With the intraperitoneal injection of these strains into mice, three encapsulated strains were observed in mouse-virulent, while two slime-producing and three unencapsulated strains were mouse-avirulent. In ultra-thin sections of mouse-virulent strains, capsules were demonstrated by electron microscopy, however no capsule was seen around the walls of mouse-avirulent strains. On the other hand, slime-producing strains were shown to have higher adherence rate to plastic surface, compared to encapsulated strains. The direct adherence rate to the bladder epithelial cells was greater in the encapsulated strains than the slime-producing strains, although there was no difference to the renal cells.
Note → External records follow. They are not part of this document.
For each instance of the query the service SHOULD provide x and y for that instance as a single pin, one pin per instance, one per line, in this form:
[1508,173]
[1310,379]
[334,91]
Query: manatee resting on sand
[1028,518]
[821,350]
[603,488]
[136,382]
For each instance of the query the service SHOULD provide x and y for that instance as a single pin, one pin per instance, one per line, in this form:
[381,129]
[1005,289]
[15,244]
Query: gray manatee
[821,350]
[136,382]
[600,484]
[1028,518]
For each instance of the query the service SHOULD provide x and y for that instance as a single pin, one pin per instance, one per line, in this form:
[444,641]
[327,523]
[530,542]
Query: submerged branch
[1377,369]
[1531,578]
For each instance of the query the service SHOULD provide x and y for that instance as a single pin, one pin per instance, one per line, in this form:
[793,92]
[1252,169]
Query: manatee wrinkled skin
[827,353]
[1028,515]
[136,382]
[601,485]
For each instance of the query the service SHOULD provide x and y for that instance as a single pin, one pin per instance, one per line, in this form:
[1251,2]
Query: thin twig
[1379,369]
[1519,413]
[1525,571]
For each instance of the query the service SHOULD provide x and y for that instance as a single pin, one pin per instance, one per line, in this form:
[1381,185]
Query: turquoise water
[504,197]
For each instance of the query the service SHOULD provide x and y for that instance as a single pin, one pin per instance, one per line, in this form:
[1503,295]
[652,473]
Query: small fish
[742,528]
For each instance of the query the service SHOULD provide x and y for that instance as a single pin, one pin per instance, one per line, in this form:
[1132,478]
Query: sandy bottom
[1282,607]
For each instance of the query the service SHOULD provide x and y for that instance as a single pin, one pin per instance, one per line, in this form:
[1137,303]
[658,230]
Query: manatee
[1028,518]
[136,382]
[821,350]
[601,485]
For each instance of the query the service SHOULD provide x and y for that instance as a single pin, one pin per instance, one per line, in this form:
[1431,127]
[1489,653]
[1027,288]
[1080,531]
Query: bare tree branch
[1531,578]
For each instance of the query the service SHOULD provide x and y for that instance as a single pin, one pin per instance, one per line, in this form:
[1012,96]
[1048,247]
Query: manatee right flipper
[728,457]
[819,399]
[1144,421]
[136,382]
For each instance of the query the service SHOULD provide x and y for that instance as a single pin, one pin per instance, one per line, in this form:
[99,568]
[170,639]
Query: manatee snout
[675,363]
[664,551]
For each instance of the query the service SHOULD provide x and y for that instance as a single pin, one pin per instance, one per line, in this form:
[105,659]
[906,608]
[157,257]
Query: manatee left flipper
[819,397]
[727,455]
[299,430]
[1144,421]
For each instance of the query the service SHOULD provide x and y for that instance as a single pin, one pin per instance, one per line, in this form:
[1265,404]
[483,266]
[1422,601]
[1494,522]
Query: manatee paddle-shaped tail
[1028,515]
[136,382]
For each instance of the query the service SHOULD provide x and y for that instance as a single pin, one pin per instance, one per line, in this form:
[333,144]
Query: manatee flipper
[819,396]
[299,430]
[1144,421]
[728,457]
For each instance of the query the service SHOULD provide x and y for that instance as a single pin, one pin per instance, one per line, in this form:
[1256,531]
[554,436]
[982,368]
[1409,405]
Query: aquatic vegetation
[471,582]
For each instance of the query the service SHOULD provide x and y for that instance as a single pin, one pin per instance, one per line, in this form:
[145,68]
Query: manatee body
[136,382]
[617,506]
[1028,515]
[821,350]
Also, cell suspension containg 107 colony forming units of these strains were injected intravenously or intravesically into mice. Of these encapsulated strains showed kidney and bladder lodgements with in 28 and 21 days after intravesical injection, respectively, although slime-producing and unencapsulated strains could only be obtained for 7 days in the kidney and 3 days in the bladder. However, there was no difference in the internal organs lodgements of the strains after intravenous injection into mice.
These experimental results suggested that the encapsulation of the strains would be an important factor for bladder lodgement, however, significant effects were not observed with the slime-producing and unencapsulated strains.